Sunday, September 18, 2011

McKinsey and Company Report



I was re-reading the executive summary of the McKinsey Report for reference.  This study was done to find out why some schools succeed where others do not.  Specifically, they studied 20 of the world’s school systems, including ten of the top performers on the Programme for International Student Assessment (PISA) which tests student’s in math, reading and science aptitudes.

I mentioned some of the findings at our first staff meeting.  I would like to share some of their findings for your digestion.

FINDINGS

The experiences of these top school systems suggests three things that matter most: 1) getting the right people to become teachers, 2) developing them into effective instructors, 3) ensuring that the system is able to deliver the best possible instruction for every child.  This is irrespective of the culture in which they are applied as well.

Ontario and Alberta (Canada) students were in the top 10 with Australia, Belgium, Finland, Hong Kong, Japan, Netherlands, New Zealand, Singapore and South Korea.

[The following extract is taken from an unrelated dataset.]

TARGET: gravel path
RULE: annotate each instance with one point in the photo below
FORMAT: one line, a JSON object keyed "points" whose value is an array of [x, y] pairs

·        Reducing class size from 23 to 15 students improves the performance of an average student by 8 percentile points at best
·        A study in Dallas shows that the performance gap between students assigned three effective teachers in a row, and those assigned three ineffective teachers in a row was 49 percentile points
·        The only way to improve outcomes is to improve instruction through professional development
·        High performing school systems help teachers improve instruction, create awareness of weaknesses in their practice, provide them with a precise knowledge of best practice, and motivate them to make the necessary improvements i.e. mentoring, coaching, collaboration, principal’s as instructional leaders  
·        Being a teacher is about helping children to learn; being a principal is about helping adults to learn
·        The PISA scores of the top performing systems show a low correlation between outcomes and the home background of the individual student
·        All of the top-performing and rapidly improving systems have curriculum standards which set clear and high expectations for what students should achieve
·        All of the top-performing systems recognize that they cannot improve what they do not measure

Our school and system are in the intervention stage called great to excellent.

Great to excellent: the interventions of this stage move the locus of improvement from the center to the schools themselves; the focus is on introducing peer-based learning through schoolbased and system-wide interaction, as well as supporting system-sponsored innovation and experimentation

The McKinsey Report has been downloaded below for your reference.

http://ssomckinsey.darbyfilms.com/reports/schools/How-the-Worlds-Most-Improved-School-Systems-Keep-Getting-Better_Download-version_Final.pdf

Thank you for reading.  I am looking forward to your comments.